Consumer confidence is at a 16-year high. This confidence is welcomed news; however, confidence must also come with a measure of fiscal conservatism and an eye toward rainy-day savings. It’s a sad fact that America seems to increasingly depend on unhealthy consumer debt and frivolous consumerism to fuel its economic motor.
Recall that after the 9/11 attacks, then-President Bush encouraged Americans to go out and spend to keep the economy strong. Though surely unintentional, implicit in that message was that spending shouldn’t necessarily be inhibited by whether or not one actually has the means to spend.
Credit cards, in this scenario, seem just as patriotic as cash.
Unfortunately, that’s the same kind of thinking that has provided the philosophical framework for the federal government. President Trump is happy to talk tough about the need to shrink the bureaucracy but all of his proposed spending cuts have been in discretionary spending programs.
In order to get the nation’s debt under control, mandatory spending — i.e. Social Security, Medicare, Medicaid — also needs reform. So far, the president has shown no appetite to address these politically popular programs, which constitute nearly two-thirds of all federal spending. Leaving them untouched makes balancing the budget all but impossible.
On both the micro and macro-levels, debt provides an illusion of prosperity and can paper over a number of short-term economic challenges — borrowing, especially in a non-business context, is simply not a sustainable strategy for democratized economic flourishing.
As the national debt grows, so also does the interest on that debt, which constitutes a portion of mandatory federal spending that can’t be cut without America going into default. As interest rates continue to rise, so will the bill to pay the money necessary to service that debt. Higher interest rates also mean higher debt payments with no greater benefit to the taxpayer.
The same principle applies to individual borrowing, especially consumer credit card debt.
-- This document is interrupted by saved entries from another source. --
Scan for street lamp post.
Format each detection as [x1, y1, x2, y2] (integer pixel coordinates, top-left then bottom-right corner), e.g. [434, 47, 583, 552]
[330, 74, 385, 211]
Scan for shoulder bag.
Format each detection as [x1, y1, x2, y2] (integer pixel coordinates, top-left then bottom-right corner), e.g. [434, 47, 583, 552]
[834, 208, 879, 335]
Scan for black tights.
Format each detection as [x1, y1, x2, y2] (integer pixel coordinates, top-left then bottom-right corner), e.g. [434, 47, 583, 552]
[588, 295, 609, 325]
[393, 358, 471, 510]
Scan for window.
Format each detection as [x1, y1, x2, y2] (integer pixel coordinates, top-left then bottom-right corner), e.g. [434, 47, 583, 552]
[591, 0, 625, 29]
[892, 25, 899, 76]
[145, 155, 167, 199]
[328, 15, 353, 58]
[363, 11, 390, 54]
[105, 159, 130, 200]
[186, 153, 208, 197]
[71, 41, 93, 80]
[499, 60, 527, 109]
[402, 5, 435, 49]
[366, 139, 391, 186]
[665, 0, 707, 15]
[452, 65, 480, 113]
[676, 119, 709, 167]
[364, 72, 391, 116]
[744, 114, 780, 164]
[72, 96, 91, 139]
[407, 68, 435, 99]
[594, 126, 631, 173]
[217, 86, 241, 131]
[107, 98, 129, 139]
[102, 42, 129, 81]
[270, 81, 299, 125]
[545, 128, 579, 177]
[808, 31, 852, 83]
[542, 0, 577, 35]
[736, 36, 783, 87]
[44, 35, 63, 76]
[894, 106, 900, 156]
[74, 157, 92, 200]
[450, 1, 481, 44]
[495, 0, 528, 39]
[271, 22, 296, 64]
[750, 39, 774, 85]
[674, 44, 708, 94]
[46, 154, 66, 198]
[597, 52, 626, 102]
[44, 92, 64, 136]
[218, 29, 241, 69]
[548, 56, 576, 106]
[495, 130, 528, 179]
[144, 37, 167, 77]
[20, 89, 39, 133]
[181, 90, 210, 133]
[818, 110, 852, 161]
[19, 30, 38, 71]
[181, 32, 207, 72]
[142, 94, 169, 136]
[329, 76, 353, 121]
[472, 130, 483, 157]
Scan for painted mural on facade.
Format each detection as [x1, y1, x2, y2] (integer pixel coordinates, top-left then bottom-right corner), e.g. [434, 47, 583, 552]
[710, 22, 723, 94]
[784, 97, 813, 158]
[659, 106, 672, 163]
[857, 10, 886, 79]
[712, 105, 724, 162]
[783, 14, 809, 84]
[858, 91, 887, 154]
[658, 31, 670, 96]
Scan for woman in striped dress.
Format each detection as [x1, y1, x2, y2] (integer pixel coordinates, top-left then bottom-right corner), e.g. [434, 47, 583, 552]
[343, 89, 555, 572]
The Wall Street Journal reported this week that “credit card defaults are ticking up at all three lenders (Citigroup, Wells Fargo and J.P. Morgan Chase) and, though they are still at very low levels relative to history, (they) are expected to rise further.”
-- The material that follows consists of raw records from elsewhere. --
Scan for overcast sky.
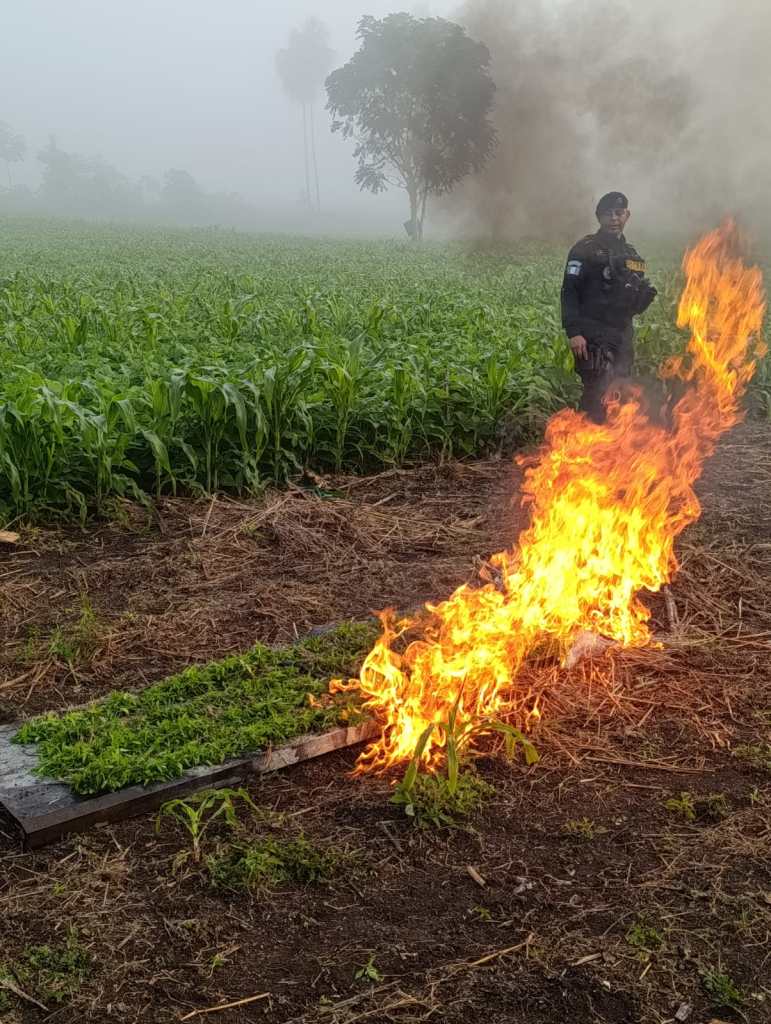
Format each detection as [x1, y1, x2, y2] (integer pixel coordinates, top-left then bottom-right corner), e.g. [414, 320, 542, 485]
[3, 1, 769, 240]
[1, 1, 459, 219]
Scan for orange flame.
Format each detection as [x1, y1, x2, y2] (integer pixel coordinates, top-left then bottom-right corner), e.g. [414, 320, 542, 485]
[332, 221, 766, 772]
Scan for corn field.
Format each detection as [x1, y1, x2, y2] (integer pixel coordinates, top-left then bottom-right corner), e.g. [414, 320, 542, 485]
[1, 218, 768, 521]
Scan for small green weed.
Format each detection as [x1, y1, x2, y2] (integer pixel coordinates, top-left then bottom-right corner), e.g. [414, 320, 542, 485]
[21, 626, 42, 664]
[731, 904, 755, 937]
[47, 596, 104, 667]
[354, 955, 383, 984]
[563, 817, 604, 841]
[626, 921, 664, 960]
[701, 966, 744, 1009]
[202, 946, 239, 977]
[696, 793, 730, 822]
[47, 628, 77, 663]
[665, 791, 729, 823]
[0, 930, 90, 1007]
[733, 743, 771, 774]
[665, 791, 696, 821]
[207, 953, 226, 975]
[391, 768, 493, 828]
[207, 834, 348, 891]
[157, 787, 257, 866]
[471, 905, 492, 922]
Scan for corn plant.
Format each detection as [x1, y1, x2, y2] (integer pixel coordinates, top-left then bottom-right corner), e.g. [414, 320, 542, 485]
[391, 691, 539, 826]
[156, 787, 257, 866]
[1, 218, 766, 522]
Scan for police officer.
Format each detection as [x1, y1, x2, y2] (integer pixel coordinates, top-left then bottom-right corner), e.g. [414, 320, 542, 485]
[560, 192, 657, 423]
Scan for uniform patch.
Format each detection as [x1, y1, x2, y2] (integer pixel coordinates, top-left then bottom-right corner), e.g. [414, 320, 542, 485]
[566, 260, 582, 276]
[625, 259, 646, 272]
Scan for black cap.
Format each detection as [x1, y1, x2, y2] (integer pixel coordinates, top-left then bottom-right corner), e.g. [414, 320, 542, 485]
[596, 191, 628, 216]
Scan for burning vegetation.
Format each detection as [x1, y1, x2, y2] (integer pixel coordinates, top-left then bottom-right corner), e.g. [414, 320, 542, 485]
[334, 221, 767, 771]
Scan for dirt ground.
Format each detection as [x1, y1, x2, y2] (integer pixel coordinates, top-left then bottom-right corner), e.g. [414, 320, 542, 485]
[0, 424, 770, 1024]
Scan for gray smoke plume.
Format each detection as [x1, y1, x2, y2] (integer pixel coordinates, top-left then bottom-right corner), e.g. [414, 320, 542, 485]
[451, 0, 771, 245]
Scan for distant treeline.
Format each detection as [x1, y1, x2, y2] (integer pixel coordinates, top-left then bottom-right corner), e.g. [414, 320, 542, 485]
[0, 138, 266, 229]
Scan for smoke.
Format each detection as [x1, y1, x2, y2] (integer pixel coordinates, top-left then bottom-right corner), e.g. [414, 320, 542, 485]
[451, 0, 771, 245]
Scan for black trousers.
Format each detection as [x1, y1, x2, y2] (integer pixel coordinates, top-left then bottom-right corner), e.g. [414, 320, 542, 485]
[574, 324, 634, 424]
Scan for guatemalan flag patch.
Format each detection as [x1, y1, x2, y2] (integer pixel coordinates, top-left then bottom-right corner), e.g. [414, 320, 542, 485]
[566, 260, 582, 276]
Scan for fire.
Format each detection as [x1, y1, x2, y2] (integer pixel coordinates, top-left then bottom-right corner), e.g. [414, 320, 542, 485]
[332, 221, 766, 772]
That’s not to say there are not appropriate times and uses for borrowing, particularly for college expenses or a modest home. However, both collectively and individually, the nation has all too often gone well beyond what’s appropriate, contributing to devastating and demoralizing booms and busts.
It’s time for America to get serious about kicking its national debt addiction. That will take leadership from the top as well as wise personal choices from individual consumers.